Quien domine esta banda tendrá un papel clave para inclinar la balanza del enfrentamiento.

Sin embargo, la fragilidad estructural más evidente en Portugal, y verdadero flanco débil en la estrategia de Martínez, reside en la insistencia de mantener una línea defensiva muy adelantada durante las proyecciones ofensivas.

Esta táctica deja un espacio libre de hasta 40 metros tras los centrales Ruben Dias e Inácio, un vacío especialmente peligroso debido a la actitud pasiva en defensa de piezas como Cristiano Ronaldo o Bruno Fernandes al inicio de la presión.

Cristiano Ronaldo.

Cristiano Ronaldo. REUTERS Reuters

Sin una presión intensa en la primera línea, los mediocampistas contrarios disponen del tiempo necesario para mirar y habilitar a sus atacantes en carrera.

Este contexto favorece el sistema de contraataque español. La velocidad de Lamine atacando esos espacios libres es justo la transición rápida que más daña a los equipos de Martínez.

España llega con la confianza de acumular cuatro partidos seguidos sin encajar gol, un cierre defensivo que ha permitido a Unai Simón establecer un récord histórico en Mundiales con 589 minutos imbatido.
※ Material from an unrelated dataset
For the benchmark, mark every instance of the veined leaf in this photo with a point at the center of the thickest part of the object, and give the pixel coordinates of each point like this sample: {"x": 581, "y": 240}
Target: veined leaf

La combinación de una defensa sólida y la capacidad para aprovechar los espacios en contragolpe puede resultar letal para Portugal.

Amenazas y números

El último gran enigma del encuentro ocurre en el área española y gira en torno a Cristiano Ronaldo. A sus 41 años, el delantero del Al-Nassr ya ha dejado huella en el torneo anotando el penalti que valió la remontada 2-1 ante Croacia, y su entrenador sigue apostando por su titularidad.

Según Roberto Martínez, la sola presencia de Ronaldo en la zona de peligro funciona como un imán que atrae y bloquea a los dos centrales adversarios, liberando espacios ideales para que los mediocampistas que se incorporan desde segunda línea puedan sacar provecho.
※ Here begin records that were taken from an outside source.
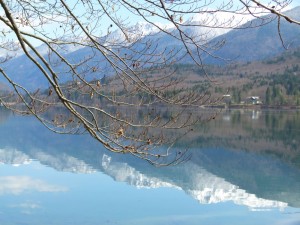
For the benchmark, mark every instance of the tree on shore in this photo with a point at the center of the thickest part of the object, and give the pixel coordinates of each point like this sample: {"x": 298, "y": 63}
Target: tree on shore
{"x": 114, "y": 90}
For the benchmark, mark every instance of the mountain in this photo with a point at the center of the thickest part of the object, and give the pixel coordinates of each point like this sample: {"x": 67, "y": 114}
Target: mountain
{"x": 241, "y": 44}
{"x": 259, "y": 43}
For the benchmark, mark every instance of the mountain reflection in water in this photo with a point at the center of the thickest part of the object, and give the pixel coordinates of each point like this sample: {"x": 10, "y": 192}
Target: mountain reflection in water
{"x": 249, "y": 158}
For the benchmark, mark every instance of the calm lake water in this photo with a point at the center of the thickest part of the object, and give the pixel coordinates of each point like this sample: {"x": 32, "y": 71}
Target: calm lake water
{"x": 245, "y": 169}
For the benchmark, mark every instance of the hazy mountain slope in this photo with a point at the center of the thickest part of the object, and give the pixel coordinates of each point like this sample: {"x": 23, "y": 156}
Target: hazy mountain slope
{"x": 259, "y": 43}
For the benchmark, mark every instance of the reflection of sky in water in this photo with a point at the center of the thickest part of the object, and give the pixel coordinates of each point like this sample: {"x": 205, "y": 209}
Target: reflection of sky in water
{"x": 65, "y": 198}
{"x": 47, "y": 179}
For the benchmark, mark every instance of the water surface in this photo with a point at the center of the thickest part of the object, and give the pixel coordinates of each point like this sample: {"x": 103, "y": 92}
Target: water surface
{"x": 245, "y": 169}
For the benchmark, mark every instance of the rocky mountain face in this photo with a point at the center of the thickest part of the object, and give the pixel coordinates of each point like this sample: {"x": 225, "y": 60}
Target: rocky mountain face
{"x": 240, "y": 44}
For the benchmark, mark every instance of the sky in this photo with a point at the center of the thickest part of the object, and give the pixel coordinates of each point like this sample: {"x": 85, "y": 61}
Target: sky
{"x": 106, "y": 25}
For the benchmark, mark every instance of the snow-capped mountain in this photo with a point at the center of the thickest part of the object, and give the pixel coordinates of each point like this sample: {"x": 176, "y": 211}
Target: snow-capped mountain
{"x": 205, "y": 187}
{"x": 244, "y": 44}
Frente a esta amenaza estática, España cuenta con sólidos argumentos estadísticos para minimizar el peligro.

Aymeric Laporte se ha destacado como el jugador con más intercepciones de pase en todo el campeonato, con un promedio impresionante de 3.3 recuperaciones por partido, mientras que Pau Cubarsí ofrece plena confianza en la circulación con un 98.3% de precisión en sus pases.

La gran incógnita táctica es si Roberto Martínez se arriesgará a sustituir a Ronaldo si el partido se complica y Portugal requiere un cambio que aporte movilidad y dinamismo para romper la defensa española.

Toques al balón de Cristiano Ronaldo ante Croacia

Toques al balón de Cristiano Ronaldo ante Croacia REUTERS

En defensa global, España adopta un claro 4-4-2, adelantando a un mediocampista para acompañar a Mikel Oyarzabal en la primera presión.

El plan de De la Fuente consiste en aplicar un counter-pressing inmediato tras la pérdida de balón; una presión asfixiante en campo contrario que impida a Portugal desplegar el talento de sus jugadores en zonas avanzadas.

Si España mantiene la estabilidad defensiva mostrada ante Austria y recupera rápido el balón, la velocidad de sus extremos encontrará una defensa portuguesa completamente desordenada. Texas será el juez que decida entre la solidez de un sistema invicto y la perseverancia del talento rebelde.